Publié par Clarisse
Page 142 l.117 : Quant à Emma, elle ne s'interrogea point pour savoir si elle l'aimait. L'amour croyait-elle, devait arriver tout à coup, avec de grands éclats et des fulgurations – ouragan des cieux qui tombe sur la vie, la bouleverse, arrache les volontés comme des feuilles et emporte à l'abîme le cœur entier.
p.144 l.27 : Pendant qu'elle le considérait goûtant ainsi dans son irritation une sorte de volupté dépravée.
p144 l.34: Et son grand œil bleu, levé vers les nuages, parut à Emma plus limpide, et plus beau que ces lacs des montagnes où le ciel se mire.
p.148 l.173 : Ah ! C'est un brave homme, repris Emma.
p.152 l.273 : Des tentations la prenaient de s'enfuir avec Léon, quelque part, bien loin, pour essayer une destinée nouvelle ; mais aussitôt il s'ouvrait dans son âme un gouffre vague, pleins d'obscurité.

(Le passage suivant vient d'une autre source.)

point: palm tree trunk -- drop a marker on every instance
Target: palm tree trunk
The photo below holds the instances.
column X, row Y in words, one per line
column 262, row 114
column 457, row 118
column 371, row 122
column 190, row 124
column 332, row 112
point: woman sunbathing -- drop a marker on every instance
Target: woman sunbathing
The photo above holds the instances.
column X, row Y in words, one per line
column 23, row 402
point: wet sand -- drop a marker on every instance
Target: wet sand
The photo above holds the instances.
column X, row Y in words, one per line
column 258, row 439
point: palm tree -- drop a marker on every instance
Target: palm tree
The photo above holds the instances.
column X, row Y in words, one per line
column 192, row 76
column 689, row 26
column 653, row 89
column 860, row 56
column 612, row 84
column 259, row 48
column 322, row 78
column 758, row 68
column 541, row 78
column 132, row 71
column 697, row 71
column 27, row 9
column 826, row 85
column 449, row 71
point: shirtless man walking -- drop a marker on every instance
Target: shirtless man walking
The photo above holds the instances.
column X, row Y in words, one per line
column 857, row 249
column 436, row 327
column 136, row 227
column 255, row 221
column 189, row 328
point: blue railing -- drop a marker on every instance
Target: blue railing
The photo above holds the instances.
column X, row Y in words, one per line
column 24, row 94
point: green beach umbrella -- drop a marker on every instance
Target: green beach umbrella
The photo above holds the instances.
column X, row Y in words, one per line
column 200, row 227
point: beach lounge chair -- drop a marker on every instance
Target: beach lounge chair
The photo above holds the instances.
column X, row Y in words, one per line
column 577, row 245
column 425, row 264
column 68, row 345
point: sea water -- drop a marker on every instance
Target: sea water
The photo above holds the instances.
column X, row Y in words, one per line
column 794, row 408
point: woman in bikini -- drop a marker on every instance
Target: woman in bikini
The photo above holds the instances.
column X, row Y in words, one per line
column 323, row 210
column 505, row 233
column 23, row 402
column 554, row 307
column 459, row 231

p.170 l.32 : Dès lors, ce souvenir de Léon fut comme le centre de son ennui ; il y pétillait plus fort que, dans une steppe de Russie, un feu de voyageurs abandonné sur la neige. Elle se précipitait vers lui, elle se blottissait contre, elle remuait délicatement ce foyer près de s'éteindre, elle allait cherchant tout autour d'elle ce qui pouvait l'aviver davantage ; et les réminiscences les plus lointaines comme les plus immédiates occasions, ce qu'elle éprouvait avec ce qu'elle imaginait, ses envies de volupté qui se dispersaient, ses projets de bonheur qui craquaient au vent comme des branchages morts, sa vertu stérile, ses espérances tombées, la litière domestique, elle ramassait tout, prenait tout, et faisait servir tout à réchauffer sa tristesse.
Madame Bovary, de Gustave Flaubert - Partie II, Chapitres 2 à 7
- Mais qu’est-ce que je pense de Léon, au fond ? Quand je l'ai vu, je n'ai pas eu de doute sur ce que je ressentais, c'était de loin le plus bel homme que j'avais vu et je n'ai pas réfléchi plus de deux secondes avant de savoir qu'il me plaisait. C'est un beau jeune homme, plus grand que moi, ses cheveux sont magnifiquement beaux et soyeux, d'une couleur extraordinaire. Ses yeux sont éblouissants et le bleu de ses yeux est plus limpide et plus beau que ne le sont les lacs des montagnes où le ciel se mire. Son sourire pourrait éclairer le fond de l'océan. Quand il rit, même si je ne sais pas toujours pourquoi, ma seule envie c'est de rire avec lui, car après tout c'est son plaisir qui me fait sourire, et c'est de son bonheur dont je veux me nourrir. Léon est un homme attentionné, doux, et il ne ferait de mal à personne. Il est d'une gentillesse inouïe, idéaliste et très romantique. Les moments passés avec lui semblent éternels et il y a un sentiment de douceur entre nous. Quand il me parle, je l'écoute avec passion et je me noie dans ses paroles.
Après avoir longuement discuté, on s'est découvert de nombreux points communs : on partage les mêmes passions pour la mer et pour la musique. Il est si talentueux, il sait peindre à l'aquarelle, lire la clef de sol et écrire des poèmes. Quand je l'ai revu, il pétillait plus fort que, dans une steppe de Russie, un feu de voyageurs abandonné sur la neige. Je me suis blotti contre lui, j'ai eu soif de ses lèvres. J'ai eu envie de lui dire : « C'est moi, je suis à toi ». Léon réapparaissait plus grand, plus beau, plus suave, plus vague. Des tentations me prenaient de m'enfuir avec lui, quelque part, bien loin, pour essayer une destinée nouvelle. Mais aussitôt, il s'ouvrait dans mon âme un gouffre vague, plein d'obscurité. Quand il fut parti, j'ai regretté de ne pas avoir pu l'aimer plus longtemps.